Zuk's behaviour was sufficiently erratic that Mahmoud Khairi, a representative of the travel agency which organised her trip, sent pictures to her family of Zuk dressed in a bathrobe crouched in the doorway of her hotel room. Her family agreed she should cut her holiday short and return to Poland as soon as possible. Zuk was taken to the airport only to be refused permission to board a return flight. Airport staff say her behaviour was sufficiently worrying for them to refuse to allow her onto the plane.
The Tourism Police say Zuk was taken to a hospital following a bout of “severe agitation at the airport” which included her attempting to remove her clothes. When the first hospital she was taken to refused admission on the grounds it did not deal with psychological patients Zuk was transferred to Port Ghalib Hospital where doctors agreed to accept her as a patient until a family member arrived the following day.
CCTV footage from the hospital shows Zuk attempting to run away from a female nurse and four men — three of them hospital staff and the fourth an employee of the travel agency. When they try to restrain Zuk she lies on the ground and begins to kick the staff.
Hospital manager Mohamed Sami Gomaa told the privately-run CBC channel that Zuk had tried to throw herself from the window several times. According to Gomaa, hospital staff were forced to tie her to her bed but she managed to escape the restraints, attack the nurse observing her and jump from the window.
Hours before entering hospital Zuk made a video call from Khairi's mobile to her boyfriend who recorded the video. The call, subsequently uploaded to YouTube, shows her “frightened, upset and crying”, according to one Polish media report.
“Madu, what did they do to you?” her boyfriend asks during the call. Zuk replies: “I cannot say what happened. Take me away, please,” before adding she would not be able to travel back to Poland alone.
The Polish Ministry of Foreign Affairs issued a statement last week saying its consular service is “cooperating closely and fully” with the investigation into the circumstances of Zuk's suicide led by Egyptian prosecutors. “The Polish Embassy in Cairo is closely following proceedings in the case of the death of Polish national Magdalena Ż," said the statement. “It is the responsibility of the Egyptian authorities to clarify the circumstances of the death. We are seeking full access to all relevant information, including medical records, which will help ascertain the cause of death.”
The prosecution office in Hurghada has given permission for a Polish investigator to observe the progress of the investigation. A polish doctor was also present at Zuk's autopsy conducted on 10 May at Hurghada General Hospital. The final report, scheduled to be released this weekend, is expected to resolve the ambiguity of her death.
On Friday Foreign Minister Sameh Shoukri received a telephone call from his Polish counterpart thanking Cairo for its cooperation in the investigation into Zuk's death.

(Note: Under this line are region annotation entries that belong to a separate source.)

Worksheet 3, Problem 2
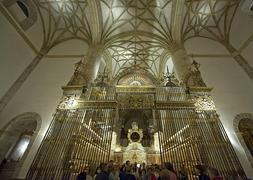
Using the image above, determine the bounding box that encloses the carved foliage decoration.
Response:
[192,95,216,111]
[117,94,154,109]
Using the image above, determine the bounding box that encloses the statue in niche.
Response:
[184,60,206,87]
[162,66,178,87]
[132,153,138,162]
[68,59,87,85]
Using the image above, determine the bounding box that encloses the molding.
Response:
[233,113,253,168]
[0,2,39,55]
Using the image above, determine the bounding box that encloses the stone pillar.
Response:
[171,48,192,83]
[0,50,48,113]
[225,43,253,80]
[68,45,103,85]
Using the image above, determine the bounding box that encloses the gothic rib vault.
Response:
[0,0,253,179]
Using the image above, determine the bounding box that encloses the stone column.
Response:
[171,48,192,83]
[225,43,253,80]
[68,45,103,85]
[0,50,48,113]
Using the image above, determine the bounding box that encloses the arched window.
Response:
[16,1,29,17]
[3,0,37,30]
[233,113,253,167]
[0,112,41,179]
[238,118,253,157]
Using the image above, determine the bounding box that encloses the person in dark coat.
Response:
[76,172,87,180]
[195,164,210,180]
[95,163,109,180]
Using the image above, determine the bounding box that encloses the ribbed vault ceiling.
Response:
[5,0,243,78]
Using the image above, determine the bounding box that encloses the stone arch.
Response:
[233,113,253,167]
[3,0,38,30]
[0,112,42,178]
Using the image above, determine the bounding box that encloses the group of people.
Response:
[77,161,224,180]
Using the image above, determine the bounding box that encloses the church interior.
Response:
[0,0,253,180]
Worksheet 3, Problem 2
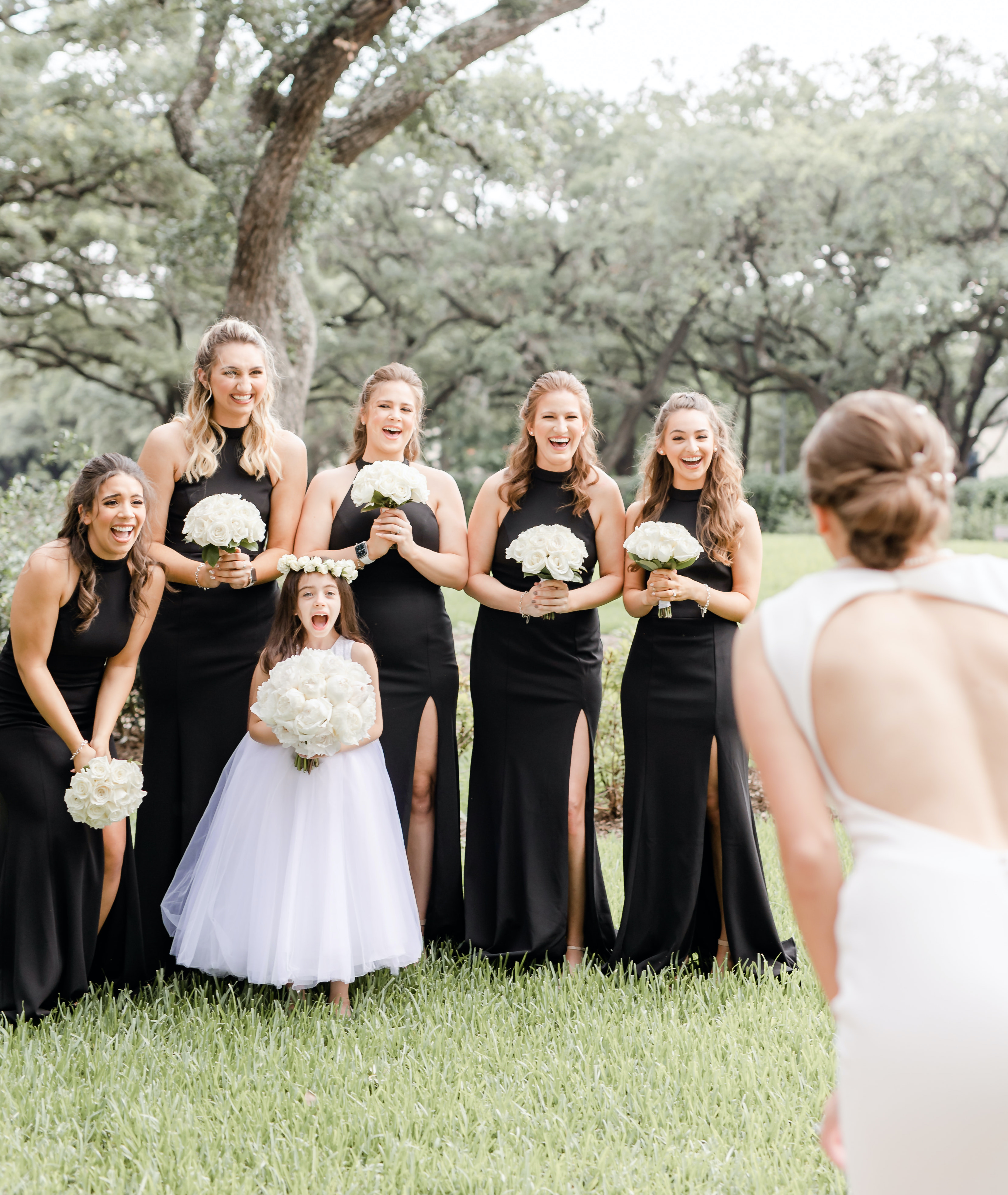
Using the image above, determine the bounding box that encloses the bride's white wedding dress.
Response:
[161,637,423,987]
[759,556,1008,1195]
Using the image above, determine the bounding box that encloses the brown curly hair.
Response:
[637,390,745,564]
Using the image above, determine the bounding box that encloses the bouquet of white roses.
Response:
[63,755,147,829]
[350,460,430,510]
[505,523,588,618]
[182,494,265,567]
[623,522,703,618]
[252,648,377,772]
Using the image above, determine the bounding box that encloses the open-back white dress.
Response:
[161,637,423,988]
[759,556,1008,1195]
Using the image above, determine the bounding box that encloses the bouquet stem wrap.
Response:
[623,522,703,618]
[505,523,588,622]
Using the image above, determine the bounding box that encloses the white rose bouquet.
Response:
[350,460,430,510]
[63,755,147,829]
[623,522,703,618]
[182,494,265,567]
[505,523,588,619]
[252,648,377,772]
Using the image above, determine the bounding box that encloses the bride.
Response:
[735,391,1008,1195]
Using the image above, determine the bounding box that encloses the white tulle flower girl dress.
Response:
[161,636,423,988]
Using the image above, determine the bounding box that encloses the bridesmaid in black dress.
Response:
[613,392,795,973]
[465,372,623,968]
[295,363,469,942]
[0,453,164,1021]
[136,319,307,977]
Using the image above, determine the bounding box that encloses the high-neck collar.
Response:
[532,465,574,485]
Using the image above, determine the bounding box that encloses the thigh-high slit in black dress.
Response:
[136,428,276,977]
[329,461,463,942]
[613,489,795,973]
[0,554,143,1019]
[465,468,613,962]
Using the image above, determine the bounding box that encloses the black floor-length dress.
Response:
[613,489,795,973]
[329,461,463,942]
[0,557,143,1019]
[465,468,613,962]
[136,428,276,977]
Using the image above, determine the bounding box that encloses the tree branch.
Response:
[324,0,587,166]
[167,4,230,170]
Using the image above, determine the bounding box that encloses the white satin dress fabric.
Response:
[759,556,1008,1195]
[161,637,423,988]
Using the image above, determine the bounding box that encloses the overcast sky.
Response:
[454,0,1008,99]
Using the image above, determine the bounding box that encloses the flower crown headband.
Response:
[276,553,357,582]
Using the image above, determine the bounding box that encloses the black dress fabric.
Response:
[136,428,276,979]
[465,468,613,962]
[0,557,143,1019]
[613,489,795,974]
[329,461,463,942]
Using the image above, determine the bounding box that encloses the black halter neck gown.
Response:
[136,428,276,977]
[465,468,613,962]
[0,556,143,1019]
[613,489,795,972]
[329,461,463,942]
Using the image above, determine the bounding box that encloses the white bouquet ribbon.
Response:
[623,522,703,618]
[182,494,265,565]
[252,648,377,772]
[505,523,588,619]
[63,755,147,829]
[350,460,430,510]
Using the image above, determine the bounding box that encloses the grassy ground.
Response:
[0,823,843,1195]
[0,536,995,1195]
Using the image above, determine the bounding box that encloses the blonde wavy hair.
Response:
[176,317,283,482]
[497,369,602,515]
[637,390,745,564]
[347,361,423,465]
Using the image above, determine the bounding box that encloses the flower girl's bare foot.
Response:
[567,943,585,972]
[714,938,735,975]
[287,983,309,1012]
[329,980,353,1017]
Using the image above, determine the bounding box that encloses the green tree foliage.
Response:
[0,23,1008,485]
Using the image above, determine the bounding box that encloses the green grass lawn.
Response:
[0,823,843,1195]
[0,536,995,1195]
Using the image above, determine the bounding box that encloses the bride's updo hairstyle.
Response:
[347,361,423,465]
[176,318,283,482]
[637,390,745,564]
[497,369,602,515]
[801,390,955,569]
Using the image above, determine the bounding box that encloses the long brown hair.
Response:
[261,569,367,673]
[347,361,423,465]
[176,317,283,482]
[637,390,745,564]
[497,369,602,515]
[59,452,157,635]
[801,390,955,569]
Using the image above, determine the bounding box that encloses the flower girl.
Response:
[161,556,423,1014]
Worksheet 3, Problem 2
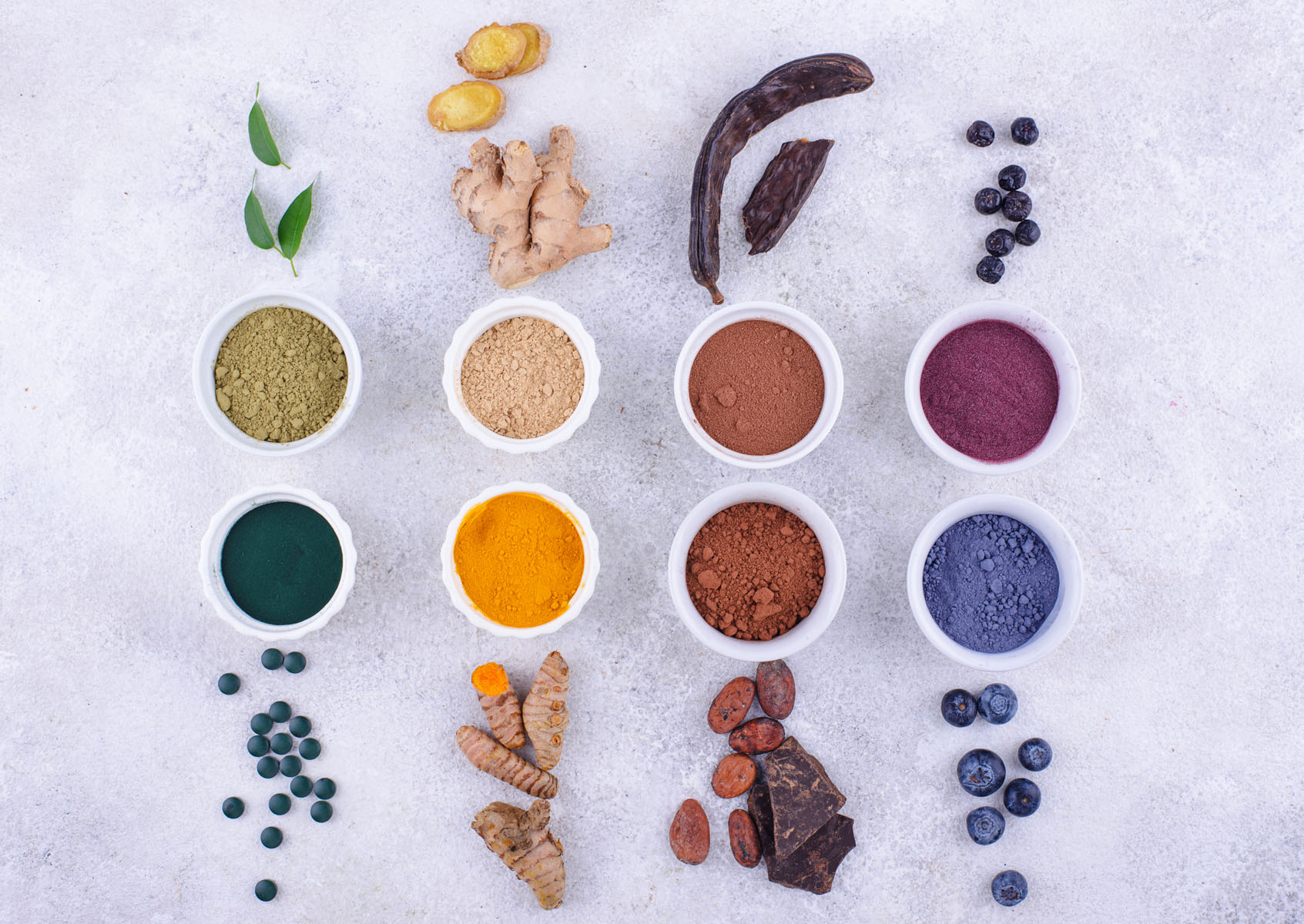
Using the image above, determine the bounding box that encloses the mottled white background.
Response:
[0,0,1304,922]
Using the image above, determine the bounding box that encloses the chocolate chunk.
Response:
[766,738,846,859]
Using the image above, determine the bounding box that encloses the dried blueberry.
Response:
[965,119,996,147]
[1014,218,1042,248]
[974,186,1001,215]
[986,228,1014,256]
[1009,116,1042,145]
[978,256,1005,286]
[1001,189,1033,222]
[996,164,1027,192]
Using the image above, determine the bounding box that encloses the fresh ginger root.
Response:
[452,124,612,290]
[523,651,570,770]
[425,81,508,132]
[458,725,557,799]
[471,661,525,751]
[471,799,566,911]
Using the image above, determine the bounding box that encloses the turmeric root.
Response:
[425,81,508,132]
[523,651,570,770]
[451,124,612,290]
[457,22,529,81]
[471,661,525,751]
[458,725,557,799]
[471,799,566,911]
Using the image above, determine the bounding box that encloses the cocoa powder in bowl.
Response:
[689,320,824,456]
[686,503,824,641]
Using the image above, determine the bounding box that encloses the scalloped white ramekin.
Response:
[444,295,602,452]
[440,481,598,638]
[666,481,846,661]
[192,290,363,456]
[905,494,1082,671]
[199,485,357,641]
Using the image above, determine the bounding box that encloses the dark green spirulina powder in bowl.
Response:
[222,500,344,625]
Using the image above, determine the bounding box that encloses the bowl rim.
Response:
[440,481,601,638]
[674,301,845,469]
[199,484,357,641]
[666,481,847,662]
[905,494,1084,671]
[905,299,1082,474]
[441,295,602,454]
[190,286,364,457]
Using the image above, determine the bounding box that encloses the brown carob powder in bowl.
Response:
[687,503,824,641]
[689,320,824,456]
[461,316,584,439]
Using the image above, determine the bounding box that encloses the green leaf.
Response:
[277,175,320,276]
[245,171,277,250]
[249,85,290,169]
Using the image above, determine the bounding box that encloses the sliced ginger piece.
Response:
[457,22,529,81]
[425,81,508,132]
[508,22,553,77]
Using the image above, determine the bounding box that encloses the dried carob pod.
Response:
[742,138,833,256]
[689,53,873,305]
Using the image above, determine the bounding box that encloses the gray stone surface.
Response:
[0,0,1304,922]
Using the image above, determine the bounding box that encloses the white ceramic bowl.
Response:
[440,481,598,638]
[199,485,357,641]
[193,290,363,456]
[905,301,1082,474]
[666,481,846,661]
[674,301,843,468]
[444,295,602,452]
[905,494,1082,671]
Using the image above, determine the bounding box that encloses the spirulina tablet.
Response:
[267,792,291,815]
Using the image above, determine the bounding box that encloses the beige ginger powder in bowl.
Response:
[461,316,584,439]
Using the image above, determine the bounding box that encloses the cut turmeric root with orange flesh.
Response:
[458,725,557,799]
[471,799,566,911]
[457,22,529,81]
[523,651,570,770]
[508,22,553,77]
[471,661,525,751]
[425,81,508,132]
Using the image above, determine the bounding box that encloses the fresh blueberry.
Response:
[956,748,1005,799]
[996,164,1027,192]
[978,683,1018,725]
[941,689,978,728]
[1001,189,1033,222]
[986,228,1014,256]
[977,256,1005,286]
[1014,218,1042,248]
[965,119,996,147]
[1005,777,1042,819]
[974,186,1001,215]
[991,869,1027,909]
[967,805,1005,847]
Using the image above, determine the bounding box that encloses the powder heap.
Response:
[687,503,824,641]
[452,491,584,628]
[461,316,584,439]
[920,320,1059,463]
[689,320,824,456]
[213,305,348,443]
[924,514,1059,654]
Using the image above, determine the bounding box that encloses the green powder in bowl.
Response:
[222,500,344,625]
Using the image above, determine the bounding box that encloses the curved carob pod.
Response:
[742,138,833,256]
[689,53,873,305]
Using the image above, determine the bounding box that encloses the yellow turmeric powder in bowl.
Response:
[452,491,584,628]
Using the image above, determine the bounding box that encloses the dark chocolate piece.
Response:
[766,738,846,859]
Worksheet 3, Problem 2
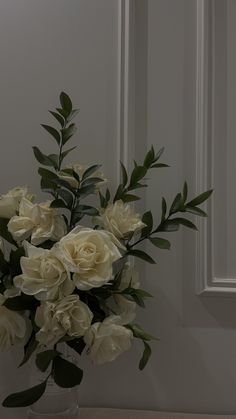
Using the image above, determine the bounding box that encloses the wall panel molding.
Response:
[196,0,236,296]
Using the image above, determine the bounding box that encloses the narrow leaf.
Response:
[82,164,101,180]
[19,333,38,367]
[60,92,72,116]
[35,349,60,372]
[143,146,155,169]
[185,206,207,217]
[151,163,170,169]
[130,166,147,186]
[141,211,153,237]
[41,124,61,145]
[183,182,188,202]
[53,356,83,388]
[174,218,197,230]
[49,111,65,127]
[187,189,213,207]
[122,193,140,202]
[149,237,170,250]
[0,218,16,246]
[139,341,152,371]
[120,161,128,187]
[127,249,156,264]
[2,381,47,407]
[50,199,68,208]
[126,324,157,341]
[61,146,77,160]
[33,147,57,169]
[161,197,167,221]
[66,338,86,355]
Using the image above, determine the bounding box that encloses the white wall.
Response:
[0,0,236,419]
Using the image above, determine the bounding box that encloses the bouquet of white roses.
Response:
[0,92,212,407]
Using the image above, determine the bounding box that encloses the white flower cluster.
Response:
[0,184,145,364]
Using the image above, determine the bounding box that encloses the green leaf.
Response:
[10,247,25,276]
[0,249,9,274]
[61,124,77,145]
[61,145,77,160]
[169,193,182,215]
[155,147,165,162]
[19,332,38,367]
[173,218,197,230]
[130,166,147,186]
[157,218,179,232]
[161,197,167,221]
[126,323,157,341]
[122,193,140,202]
[56,108,69,119]
[141,211,153,237]
[149,237,170,250]
[82,177,103,187]
[82,164,101,180]
[75,205,99,216]
[183,182,188,202]
[121,287,152,307]
[139,341,152,371]
[52,356,83,388]
[143,146,155,169]
[127,249,156,264]
[120,161,128,187]
[52,178,74,194]
[35,349,60,372]
[60,92,72,116]
[48,154,59,170]
[113,184,124,202]
[66,338,86,355]
[105,188,111,203]
[38,167,58,180]
[79,184,95,198]
[0,218,16,246]
[49,111,65,127]
[151,163,170,169]
[41,124,61,145]
[67,109,79,122]
[57,189,74,208]
[33,147,57,169]
[185,206,207,217]
[3,294,36,311]
[50,199,68,208]
[187,189,213,207]
[2,380,47,407]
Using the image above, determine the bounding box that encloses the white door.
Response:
[0,0,236,419]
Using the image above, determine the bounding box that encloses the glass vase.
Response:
[27,345,79,419]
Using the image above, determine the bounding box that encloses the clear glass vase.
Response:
[27,345,79,419]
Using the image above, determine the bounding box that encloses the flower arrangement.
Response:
[0,92,212,407]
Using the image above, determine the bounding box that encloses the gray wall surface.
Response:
[0,0,236,419]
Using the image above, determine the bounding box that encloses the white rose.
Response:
[54,226,122,290]
[0,294,6,306]
[59,163,107,189]
[0,306,26,350]
[84,316,133,364]
[0,187,27,218]
[14,242,74,300]
[0,237,4,254]
[95,200,146,239]
[8,198,67,246]
[35,295,93,346]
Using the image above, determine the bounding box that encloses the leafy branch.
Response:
[126,182,213,263]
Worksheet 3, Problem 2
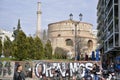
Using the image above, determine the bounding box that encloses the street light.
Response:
[69,13,83,60]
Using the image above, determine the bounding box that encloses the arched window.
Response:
[65,39,73,46]
[88,40,93,49]
[58,34,61,37]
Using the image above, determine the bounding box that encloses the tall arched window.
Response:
[88,40,93,49]
[65,39,73,46]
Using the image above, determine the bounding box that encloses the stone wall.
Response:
[48,20,97,56]
[0,60,101,80]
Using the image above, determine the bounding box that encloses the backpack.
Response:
[18,72,22,80]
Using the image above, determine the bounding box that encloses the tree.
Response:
[45,40,52,59]
[43,30,47,40]
[13,19,21,39]
[0,40,2,56]
[34,37,44,60]
[13,30,28,61]
[26,36,35,59]
[4,36,12,57]
[54,47,68,59]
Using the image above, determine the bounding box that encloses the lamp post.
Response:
[69,13,83,61]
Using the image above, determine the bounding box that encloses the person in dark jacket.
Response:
[92,64,100,80]
[13,65,25,80]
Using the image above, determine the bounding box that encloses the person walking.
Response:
[92,64,100,80]
[13,65,25,80]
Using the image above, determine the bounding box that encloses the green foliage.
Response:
[34,37,44,60]
[43,30,47,40]
[4,36,12,57]
[0,40,2,56]
[54,47,68,59]
[45,40,52,59]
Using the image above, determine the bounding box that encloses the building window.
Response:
[65,39,73,46]
[58,34,61,37]
[88,40,93,49]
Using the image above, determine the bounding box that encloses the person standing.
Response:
[92,64,100,80]
[13,65,25,80]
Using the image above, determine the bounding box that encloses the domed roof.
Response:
[48,19,93,26]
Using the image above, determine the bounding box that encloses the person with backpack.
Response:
[92,64,100,80]
[13,65,25,80]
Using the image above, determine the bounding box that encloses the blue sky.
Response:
[0,0,98,35]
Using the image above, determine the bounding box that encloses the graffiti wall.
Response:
[0,61,101,79]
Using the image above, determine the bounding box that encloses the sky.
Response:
[0,0,98,35]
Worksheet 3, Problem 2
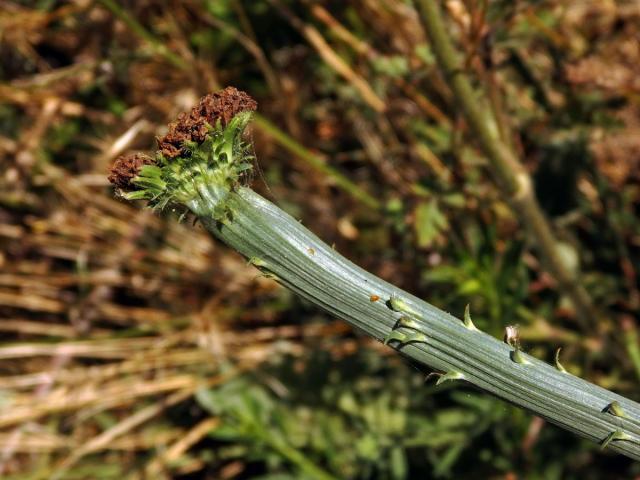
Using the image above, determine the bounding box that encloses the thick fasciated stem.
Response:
[188,187,640,459]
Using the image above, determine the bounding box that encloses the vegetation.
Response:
[0,0,640,478]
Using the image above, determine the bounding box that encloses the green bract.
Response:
[124,112,253,221]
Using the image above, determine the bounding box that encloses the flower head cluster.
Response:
[109,87,257,216]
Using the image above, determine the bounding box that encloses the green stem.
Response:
[187,186,640,460]
[416,0,598,329]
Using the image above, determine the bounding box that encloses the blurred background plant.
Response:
[0,0,640,479]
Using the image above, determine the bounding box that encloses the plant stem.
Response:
[416,0,598,329]
[187,186,640,460]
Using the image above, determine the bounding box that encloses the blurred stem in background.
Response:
[99,0,384,214]
[416,0,601,331]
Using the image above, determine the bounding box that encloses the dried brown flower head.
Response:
[157,87,258,158]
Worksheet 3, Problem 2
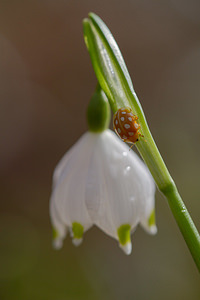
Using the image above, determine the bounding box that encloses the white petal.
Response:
[72,238,83,247]
[51,133,96,240]
[119,242,132,255]
[86,130,147,239]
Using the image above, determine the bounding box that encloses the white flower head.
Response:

Meanwhile, Prosecutor-General Nabil Sadek last week ordered the Department of International Cooperation to prepare a memo of demands to be sent to the German authorities concerning the investigation into the death of Egyptian student Shaden Mohamed in Cottbus, Germany. Sadek is seeking access to autopsy reports and footage of surveillance cameras in the area where the 22-year-old student of the German University in Cairo (GUC) was injured in a hit-and-run accident, as well as reports of the official investigation carried out by the German authorities.
Mohamed was injured in Cottbus on 18 April during a visit to Germany and died days later in the hospital, according to German newspapers.
Horst Nothbaum, spokesperson for the German prosecutor's office, said the driver was being investigated for “possibly causing death by negligence”, but a second investigation into possible racial motives was being considered after two witnesses came forward and reported they heard the driver shouting “go back to where you came from, and then you will not get run over.”